Graph databases, which store and query connected information, are starting to emerge as a way of dealing with data delivered in a non-relational format, such as social networking data.

With a graph database, the focus is on the connections between data. “You’re telling the database in advance that things are connected and how, and representing those relationships physically,” as opposed to storing them in tables and relating them through indexes, said Philip Rathle, senior director of products at graph database vendor Neo Technology, at the recent NoSQL Now conference in San Jose, Calif.

But there is still plenty of room for old-fashioned relational databases.
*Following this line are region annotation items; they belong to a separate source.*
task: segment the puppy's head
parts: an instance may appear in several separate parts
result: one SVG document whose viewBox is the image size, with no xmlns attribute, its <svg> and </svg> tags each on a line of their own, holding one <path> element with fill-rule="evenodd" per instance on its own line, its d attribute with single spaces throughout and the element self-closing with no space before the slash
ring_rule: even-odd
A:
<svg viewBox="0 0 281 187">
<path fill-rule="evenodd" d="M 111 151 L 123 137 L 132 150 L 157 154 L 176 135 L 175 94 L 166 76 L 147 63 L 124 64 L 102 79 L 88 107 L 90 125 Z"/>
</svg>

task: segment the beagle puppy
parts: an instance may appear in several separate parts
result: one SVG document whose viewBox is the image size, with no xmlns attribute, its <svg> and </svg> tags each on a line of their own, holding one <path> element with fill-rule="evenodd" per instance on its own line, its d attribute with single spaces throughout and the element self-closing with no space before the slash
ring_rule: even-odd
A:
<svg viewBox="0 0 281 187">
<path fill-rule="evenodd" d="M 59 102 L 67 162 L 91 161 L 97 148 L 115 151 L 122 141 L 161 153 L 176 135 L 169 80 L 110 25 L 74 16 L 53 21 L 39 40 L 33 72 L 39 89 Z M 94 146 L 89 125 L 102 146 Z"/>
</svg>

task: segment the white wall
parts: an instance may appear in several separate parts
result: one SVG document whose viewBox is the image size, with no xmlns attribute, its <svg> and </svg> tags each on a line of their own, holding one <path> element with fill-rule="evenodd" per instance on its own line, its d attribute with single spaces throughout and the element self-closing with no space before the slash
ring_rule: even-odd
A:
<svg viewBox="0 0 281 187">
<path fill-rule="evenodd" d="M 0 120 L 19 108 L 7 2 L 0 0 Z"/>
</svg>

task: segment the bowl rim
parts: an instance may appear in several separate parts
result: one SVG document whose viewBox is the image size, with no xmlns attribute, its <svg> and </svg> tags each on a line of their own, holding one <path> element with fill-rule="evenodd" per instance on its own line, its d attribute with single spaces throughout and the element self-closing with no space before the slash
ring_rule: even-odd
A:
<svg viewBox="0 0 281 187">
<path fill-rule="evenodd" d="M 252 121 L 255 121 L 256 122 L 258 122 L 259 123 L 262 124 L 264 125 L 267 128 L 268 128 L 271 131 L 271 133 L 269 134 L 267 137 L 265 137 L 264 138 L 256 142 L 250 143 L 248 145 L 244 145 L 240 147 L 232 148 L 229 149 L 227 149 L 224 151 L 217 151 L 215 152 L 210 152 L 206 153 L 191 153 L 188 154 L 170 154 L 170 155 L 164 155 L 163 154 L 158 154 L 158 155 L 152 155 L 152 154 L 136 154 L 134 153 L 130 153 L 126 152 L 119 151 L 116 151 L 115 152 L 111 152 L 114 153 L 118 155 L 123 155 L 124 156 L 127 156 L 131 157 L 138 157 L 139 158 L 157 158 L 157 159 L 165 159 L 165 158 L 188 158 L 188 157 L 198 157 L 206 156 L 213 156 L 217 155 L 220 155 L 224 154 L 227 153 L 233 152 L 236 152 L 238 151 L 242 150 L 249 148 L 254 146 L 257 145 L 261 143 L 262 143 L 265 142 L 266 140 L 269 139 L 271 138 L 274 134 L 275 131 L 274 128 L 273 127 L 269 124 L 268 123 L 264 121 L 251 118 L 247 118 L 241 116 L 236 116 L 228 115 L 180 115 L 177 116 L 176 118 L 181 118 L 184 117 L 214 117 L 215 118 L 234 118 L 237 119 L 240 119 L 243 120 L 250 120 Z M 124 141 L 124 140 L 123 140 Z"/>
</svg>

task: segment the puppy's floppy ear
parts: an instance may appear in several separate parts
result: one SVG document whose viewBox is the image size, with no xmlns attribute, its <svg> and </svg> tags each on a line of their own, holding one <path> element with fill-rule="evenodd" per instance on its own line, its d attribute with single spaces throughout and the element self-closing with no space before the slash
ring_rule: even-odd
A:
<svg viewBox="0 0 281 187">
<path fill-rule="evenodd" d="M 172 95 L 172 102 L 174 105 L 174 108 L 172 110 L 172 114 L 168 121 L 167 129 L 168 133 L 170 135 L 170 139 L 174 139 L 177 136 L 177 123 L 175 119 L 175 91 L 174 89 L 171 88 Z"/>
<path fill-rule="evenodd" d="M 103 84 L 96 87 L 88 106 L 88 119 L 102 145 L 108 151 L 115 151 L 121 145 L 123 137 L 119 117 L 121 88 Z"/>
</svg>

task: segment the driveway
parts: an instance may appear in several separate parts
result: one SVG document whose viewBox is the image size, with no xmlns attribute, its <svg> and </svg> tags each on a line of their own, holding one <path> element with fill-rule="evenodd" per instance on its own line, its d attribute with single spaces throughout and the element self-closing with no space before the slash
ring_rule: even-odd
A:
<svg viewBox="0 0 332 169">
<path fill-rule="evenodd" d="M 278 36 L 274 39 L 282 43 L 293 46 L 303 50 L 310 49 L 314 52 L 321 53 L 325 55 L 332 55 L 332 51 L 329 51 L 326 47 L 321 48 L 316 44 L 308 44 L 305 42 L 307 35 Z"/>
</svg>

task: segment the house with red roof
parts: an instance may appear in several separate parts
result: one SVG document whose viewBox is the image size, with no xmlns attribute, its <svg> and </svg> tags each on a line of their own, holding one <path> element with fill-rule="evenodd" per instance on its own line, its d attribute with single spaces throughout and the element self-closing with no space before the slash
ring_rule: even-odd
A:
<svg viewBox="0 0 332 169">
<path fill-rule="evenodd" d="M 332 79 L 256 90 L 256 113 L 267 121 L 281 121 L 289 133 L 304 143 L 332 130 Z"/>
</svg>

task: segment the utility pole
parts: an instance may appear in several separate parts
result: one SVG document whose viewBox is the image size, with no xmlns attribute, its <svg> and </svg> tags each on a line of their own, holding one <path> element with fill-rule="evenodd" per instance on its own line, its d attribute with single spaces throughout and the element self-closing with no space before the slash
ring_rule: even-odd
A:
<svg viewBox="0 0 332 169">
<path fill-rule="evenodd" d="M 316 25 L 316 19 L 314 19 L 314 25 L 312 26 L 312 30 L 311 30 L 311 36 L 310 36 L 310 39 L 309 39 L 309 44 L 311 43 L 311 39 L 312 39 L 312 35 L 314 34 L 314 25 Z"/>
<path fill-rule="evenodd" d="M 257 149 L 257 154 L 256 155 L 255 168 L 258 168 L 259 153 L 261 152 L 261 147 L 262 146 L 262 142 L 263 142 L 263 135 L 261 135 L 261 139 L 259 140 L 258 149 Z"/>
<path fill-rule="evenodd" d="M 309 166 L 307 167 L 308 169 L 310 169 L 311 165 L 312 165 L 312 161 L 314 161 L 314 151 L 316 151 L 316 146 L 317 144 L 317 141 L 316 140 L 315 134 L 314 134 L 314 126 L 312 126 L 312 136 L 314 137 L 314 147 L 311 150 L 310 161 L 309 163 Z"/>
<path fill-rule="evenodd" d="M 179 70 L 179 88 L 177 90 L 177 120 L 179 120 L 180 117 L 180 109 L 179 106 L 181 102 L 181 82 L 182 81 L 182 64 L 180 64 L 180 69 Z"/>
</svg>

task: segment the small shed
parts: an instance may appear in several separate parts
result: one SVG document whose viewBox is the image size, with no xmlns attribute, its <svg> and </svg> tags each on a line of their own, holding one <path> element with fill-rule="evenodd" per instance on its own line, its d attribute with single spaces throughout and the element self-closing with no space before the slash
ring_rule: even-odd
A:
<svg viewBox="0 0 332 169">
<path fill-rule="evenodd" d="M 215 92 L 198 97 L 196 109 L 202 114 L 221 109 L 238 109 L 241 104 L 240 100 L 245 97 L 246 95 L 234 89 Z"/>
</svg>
A graph database is for special uses. “I definitely wouldn’t recommend a graph database if you have very tabular and well-structured data. Use a relational database for it,” said Emil Eifrem, Neo’s CEO. “But if you have data that is messy, that is complex, that is connected, then a graph database is vastly superior.” Eifrem cited applications such as a social network or fraud detection, where data is connected, as systems that could benefit from a graph database.

Usage of graph databases is increasing, but the technology still represents a “minority sport,” according to analyst Philip Howard of Bloor Research. “Graph databases are critical when the degree of separation [ie, I know x who knows y who is related to z who used to live in the same house as w etc.] between entities becomes too great to handle using conventional technology. Oracle or DB2, for example, can reasonably handle up to three degrees of separation but not the six or seven degrees you need in, say, telco fraud,” Howard said.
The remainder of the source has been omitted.